A new Centers for Medicare and Medicaid Services (CMS) proposal would cause almost 14 million seniors to lose their Medicare Part D stand-alone plans, says Devon Herrick, a senior fellow at the National Center for Policy Analysis.

The Medicare drug program has been popular, and the number of seniors without drug coverage has fallen 60 percent since the Medicare Modernization Act (MMA) was passed in 2003. Seniors have a wide range of plans from which to choose, and drug spending has actually been much lower than projected. Costs per capita in 2013 were projected to be $3,047 but were actually only $1,846, a savings of 40 percent per enrollee.

Of the 39 million Americans enrolled in Medicare, 36 million of them have Medicare Part D drug plans.

– Part D plans aim to keep costs down by using preferred-drug lists, tiered formularies and mail-order drug suppliers.
– Drug plan operators negotiate with drug companies and distributors to get the lowest possible drug prices, entering into exclusive contracts with preferred pharmacy networks.

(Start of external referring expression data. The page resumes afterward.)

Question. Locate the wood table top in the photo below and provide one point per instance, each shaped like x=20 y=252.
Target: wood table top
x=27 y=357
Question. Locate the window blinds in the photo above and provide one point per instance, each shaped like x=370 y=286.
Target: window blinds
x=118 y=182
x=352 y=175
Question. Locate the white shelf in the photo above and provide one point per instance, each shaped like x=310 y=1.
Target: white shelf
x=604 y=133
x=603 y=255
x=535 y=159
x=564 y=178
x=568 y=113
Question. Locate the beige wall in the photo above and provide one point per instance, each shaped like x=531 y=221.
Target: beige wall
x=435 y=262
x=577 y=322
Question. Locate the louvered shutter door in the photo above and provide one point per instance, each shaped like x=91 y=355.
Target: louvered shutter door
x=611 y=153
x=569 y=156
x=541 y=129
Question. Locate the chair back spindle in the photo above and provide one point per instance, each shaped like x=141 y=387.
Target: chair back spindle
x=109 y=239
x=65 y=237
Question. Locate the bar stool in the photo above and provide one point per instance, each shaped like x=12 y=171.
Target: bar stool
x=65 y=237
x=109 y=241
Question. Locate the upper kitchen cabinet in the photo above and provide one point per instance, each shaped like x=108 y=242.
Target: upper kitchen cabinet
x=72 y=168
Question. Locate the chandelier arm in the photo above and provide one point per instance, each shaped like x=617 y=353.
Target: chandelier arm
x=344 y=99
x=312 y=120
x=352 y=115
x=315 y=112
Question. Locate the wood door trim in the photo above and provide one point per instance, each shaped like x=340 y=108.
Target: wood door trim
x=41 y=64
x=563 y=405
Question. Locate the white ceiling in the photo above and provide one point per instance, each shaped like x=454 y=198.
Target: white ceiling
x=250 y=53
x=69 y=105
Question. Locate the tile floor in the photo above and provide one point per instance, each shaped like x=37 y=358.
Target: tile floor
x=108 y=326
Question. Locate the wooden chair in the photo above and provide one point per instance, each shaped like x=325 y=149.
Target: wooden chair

But last month, CMS proposed regulations that would restrict the ability of drug plans to offer lower drug prices. The proposed rules would weaken the ability of drug plans to bargain for lower prices by banning “preferred networks,” keeping losing bidders who had offered higher prices from being excluded from drug plans. This would give pharmacy networks little reason to make price concessions, knowing that a losing bid will not keep them from losing out on potential business. The actuarial firm Milliman contends that the regulatory change would cost the Medicare program almost $1 billion annually.

The proposed rule is a bad idea, and if it goes through, seniors and taxpayers will pay higher prices for their medications.